I'm trying to make a webscraper for this website. The idea is that code iterates over all institutions by selecting the institution's name (3B-Wonen at first instance), closes the pop-up screen, clicks the download button, and does it all again for all items in the list.
However, after the first loop it throws the StaleElementReferenceException when selecting the second institution in the loop. From what I read about it this implies that the elements defined in the first loop are no longer accessible. I've read multiple posts but I've no idea to overcome this particular case.
Can anybody point me in the right directon? Btw, I'm using Pythons selenium and I'm quite a beginner in programming so I'm still learning. If you could point me in a general direction that would help me a lot! The code I have is te following:
#importing and setting up parameters for geckodriver/firefox
...
# webpage
driver.get("https://opendata-dashboard.cijfersoverwonen.nl/dashboard/opendata-dashboard/beleidswaarde")
WebDriverWait(driver, 30)
# Get rid of cookie notification
# driver.find_element_by_class_name("cc-compliance").click()
# Store position of download button
element_to_select = driver.find_element_by_id("utilsmenu")
action = ActionChains(driver)
WebDriverWait(driver, 30)
# Drop down menu
driver.find_element_by_id("baseGeo").click()
# Add institutions to array
corporaties=[]
corporaties = driver.find_elements_by_xpath("//button[#role='option']")
# Iteration
for i in corporaties:
i.click() # select institution
driver.find_element_by_class_name("close-button").click() # close pop-up screen
action.move_to_element(element_to_select).perform() # select download button
driver.find_element_by_id("utilsmenu").click() # click download button
driver.find_element_by_id("utils-export-spreadsheet").click() # pick export to excel
driver.find_element_by_id("baseGeo").click() # select drop down menu for next iteration
This code worked for me. But I am not doing driver.find_element_by_id("utils-export-spreadsheet").click()

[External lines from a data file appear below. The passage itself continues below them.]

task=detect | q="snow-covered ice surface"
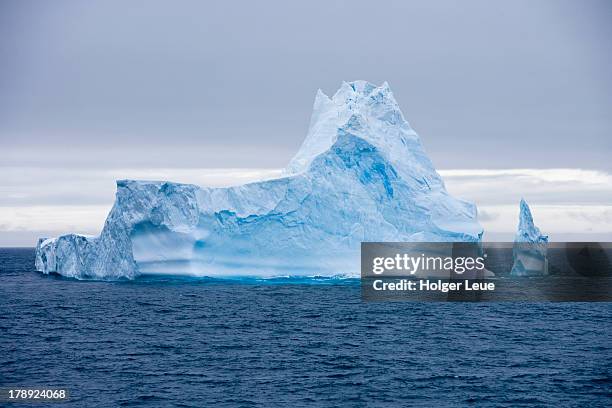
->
[36,81,482,279]
[510,199,548,276]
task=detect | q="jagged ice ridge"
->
[36,81,482,279]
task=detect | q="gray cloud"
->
[0,0,612,169]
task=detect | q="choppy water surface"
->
[0,249,612,407]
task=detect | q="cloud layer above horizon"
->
[0,168,612,246]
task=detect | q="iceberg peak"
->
[515,198,548,242]
[510,198,548,276]
[36,81,482,279]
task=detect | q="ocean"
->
[0,248,612,407]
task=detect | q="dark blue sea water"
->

from selenium import webdriver
import time
from selenium.webdriver.common.action_chains import ActionChains
driver = webdriver.Chrome(executable_path="path")
driver.maximize_window()
driver.implicitly_wait(10)
driver.get("https://opendata-dashboard.cijfersoverwonen.nl/dashboard/opendata-dashboard/beleidswaarde")

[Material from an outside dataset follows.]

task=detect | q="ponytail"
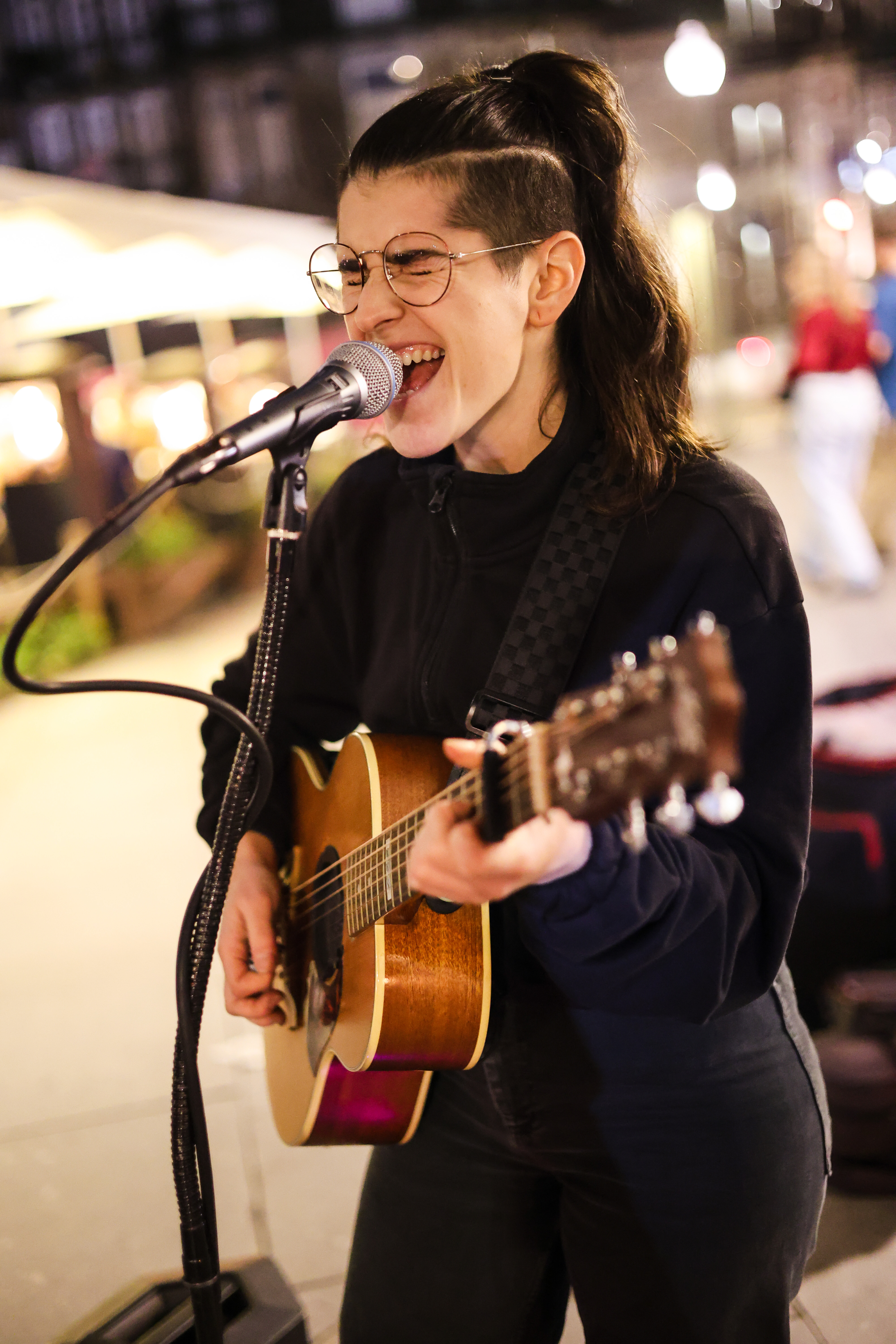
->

act = ActionChains(driver)
driver.find_element_by_xpath("//a[text()='Sluiten en niet meer tonen']").click() # Close pop-up
# Get the count of options
driver.find_element_by_id("baseGeoContent").click()

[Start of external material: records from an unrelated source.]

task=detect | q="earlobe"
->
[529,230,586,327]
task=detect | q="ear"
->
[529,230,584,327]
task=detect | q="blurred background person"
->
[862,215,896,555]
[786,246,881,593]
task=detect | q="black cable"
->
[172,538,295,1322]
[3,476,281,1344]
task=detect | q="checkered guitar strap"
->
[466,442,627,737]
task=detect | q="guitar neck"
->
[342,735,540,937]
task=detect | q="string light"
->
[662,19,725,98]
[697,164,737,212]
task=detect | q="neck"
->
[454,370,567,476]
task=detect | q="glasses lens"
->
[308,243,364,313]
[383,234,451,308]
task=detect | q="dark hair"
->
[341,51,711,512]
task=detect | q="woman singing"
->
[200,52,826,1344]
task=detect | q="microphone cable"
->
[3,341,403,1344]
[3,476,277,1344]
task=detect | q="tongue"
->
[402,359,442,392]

cor_len = len(driver.find_elements_by_xpath("//button[contains(#class,'sel-listitem')]"))
print(cor_len)
driver.find_element_by_class_name("close-button").click()
# No need to start from 0, since 1st option is already selected. Start from downloading and then move to next items.
for i in range(1,cor_len-288): # Tried only for 5 items
act.move_to_element(driver.find_element_by_id("utilsmenu")).click().perform()
#Code to click on downloading option
print("Downloaded:{}".format(driver.find_element_by_id("baseGeoContent").get_attribute("innerText")))
driver.find_element_by_id("baseGeoContent").click()
time.sleep(3) # Takes time to load.
coritems = driver.find_elements_by_xpath("//button[contains(#class,'sel-listitem')]")
coritems[i].click()
driver.find_element_by_class_name("close-button").click()
driver.quit()
Output:
295
Downloaded:3B-Wonen
Downloaded:Acantus
Downloaded:Accolade
Downloaded:Actium
Downloaded:Almelose Woningstichting Beter Wonen
Downloaded:Alwel
Problem Explanation :
See the problem here is, that you have defined a list corporaties = driver.find_elements_by_xpath("//button[#role='option']") and then iterating this list, and clicking on first element, which may cause some redirection to a new page, or in a new tab etc.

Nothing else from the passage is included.